Strengthen the FDIC's intervention powers, particularly when off-site monitoring suggests a lower CAMELS rating than the chartering agency has established. At a minimum, FDIC personnel should be able to accompanying another agency's examiners on an already-scheduled examination without the consent of the other agency. However, because examinations are disruptive to banks and thrifts, the FDIC should not be given the authority to conduct back-up exams on its own initiative. If a chartering agency refuses to let the FDIC do a back-up examination, the agency should be required to give the FDIC a confidential memorandum explaining the reasoning behind its denial. If the institution later fails with a high loss percentage, then that memorandum should be taken into consideration in determining how best to discipline senior management of the chartering agency (see above).
Give the FDIC greater power to force the closure of state-chartered institutions. Under no circumstances should a state banking department have the final authority over the closure of bank or thrift whose insolvency would cost the participants in a federally administered deposit insurance program. If a state government wishes to retain the ultimate closure decision, then it should reimburse the FDIC for any insolvency loss the FDIC might otherwise incur.

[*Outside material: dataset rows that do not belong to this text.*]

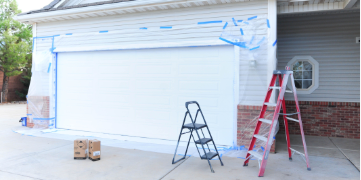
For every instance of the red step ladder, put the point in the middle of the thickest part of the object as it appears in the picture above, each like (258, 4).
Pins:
(273, 123)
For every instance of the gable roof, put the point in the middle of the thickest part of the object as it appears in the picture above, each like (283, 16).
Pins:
(50, 7)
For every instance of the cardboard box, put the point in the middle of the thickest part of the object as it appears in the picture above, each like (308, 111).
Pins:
(80, 148)
(94, 150)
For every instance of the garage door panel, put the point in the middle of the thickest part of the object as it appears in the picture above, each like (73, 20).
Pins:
(143, 92)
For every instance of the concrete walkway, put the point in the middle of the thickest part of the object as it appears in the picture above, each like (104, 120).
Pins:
(27, 157)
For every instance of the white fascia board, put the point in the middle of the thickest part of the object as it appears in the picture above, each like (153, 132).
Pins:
(105, 7)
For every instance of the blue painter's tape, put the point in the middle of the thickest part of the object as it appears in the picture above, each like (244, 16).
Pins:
(250, 42)
(183, 155)
(43, 118)
(210, 22)
(234, 21)
(49, 67)
(274, 43)
(254, 17)
(261, 41)
(225, 25)
(254, 48)
(240, 44)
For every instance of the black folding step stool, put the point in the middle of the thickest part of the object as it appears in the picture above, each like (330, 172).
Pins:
(202, 141)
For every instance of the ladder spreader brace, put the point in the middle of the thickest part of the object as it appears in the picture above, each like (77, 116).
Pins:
(280, 103)
(202, 141)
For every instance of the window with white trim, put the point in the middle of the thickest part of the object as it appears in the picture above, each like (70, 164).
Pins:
(305, 73)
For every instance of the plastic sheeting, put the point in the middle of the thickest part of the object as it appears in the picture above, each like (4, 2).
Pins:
(41, 94)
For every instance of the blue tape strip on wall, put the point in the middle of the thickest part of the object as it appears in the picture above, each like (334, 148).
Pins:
(254, 17)
(234, 21)
(254, 48)
(210, 22)
(275, 43)
(225, 25)
(49, 67)
(43, 118)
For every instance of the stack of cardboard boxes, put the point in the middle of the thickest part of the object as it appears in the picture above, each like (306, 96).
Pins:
(81, 149)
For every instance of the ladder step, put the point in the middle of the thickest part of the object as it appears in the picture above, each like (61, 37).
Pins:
(270, 104)
(262, 138)
(210, 155)
(198, 126)
(296, 120)
(255, 154)
(277, 87)
(203, 141)
(266, 121)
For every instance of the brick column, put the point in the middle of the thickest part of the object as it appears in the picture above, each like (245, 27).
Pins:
(246, 123)
(332, 119)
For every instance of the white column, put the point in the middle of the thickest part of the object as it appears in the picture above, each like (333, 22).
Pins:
(272, 37)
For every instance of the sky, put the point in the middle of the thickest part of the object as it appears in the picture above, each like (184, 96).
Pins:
(28, 5)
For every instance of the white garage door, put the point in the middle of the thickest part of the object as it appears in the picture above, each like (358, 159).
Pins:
(142, 92)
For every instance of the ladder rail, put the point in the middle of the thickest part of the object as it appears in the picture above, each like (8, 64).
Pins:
(180, 134)
(285, 120)
(261, 115)
(300, 122)
(209, 132)
(195, 128)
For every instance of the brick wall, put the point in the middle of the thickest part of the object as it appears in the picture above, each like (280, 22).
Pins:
(14, 85)
(332, 119)
(38, 107)
(246, 122)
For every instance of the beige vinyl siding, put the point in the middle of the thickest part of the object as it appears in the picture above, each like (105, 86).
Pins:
(331, 40)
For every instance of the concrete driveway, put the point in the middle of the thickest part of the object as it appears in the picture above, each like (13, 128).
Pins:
(28, 157)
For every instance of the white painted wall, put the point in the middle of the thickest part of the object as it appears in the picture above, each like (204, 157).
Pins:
(331, 40)
(253, 82)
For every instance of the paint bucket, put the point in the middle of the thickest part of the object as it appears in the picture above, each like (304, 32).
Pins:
(23, 121)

Acknowledge that sufficiently high risk-sensitive premiums, levied on the basis of leading indicators of banking risk, would provide weak banks with a powerful financial incentive to recapitalize or sell before insolvency is reached. An injection of capital should lead to a sufficient lowering of premiums to pay for that additional capital. That incentive might be more successful in avoiding insolvency losses than relying upon banking supervisors to turn around 4- and 5-rated banks.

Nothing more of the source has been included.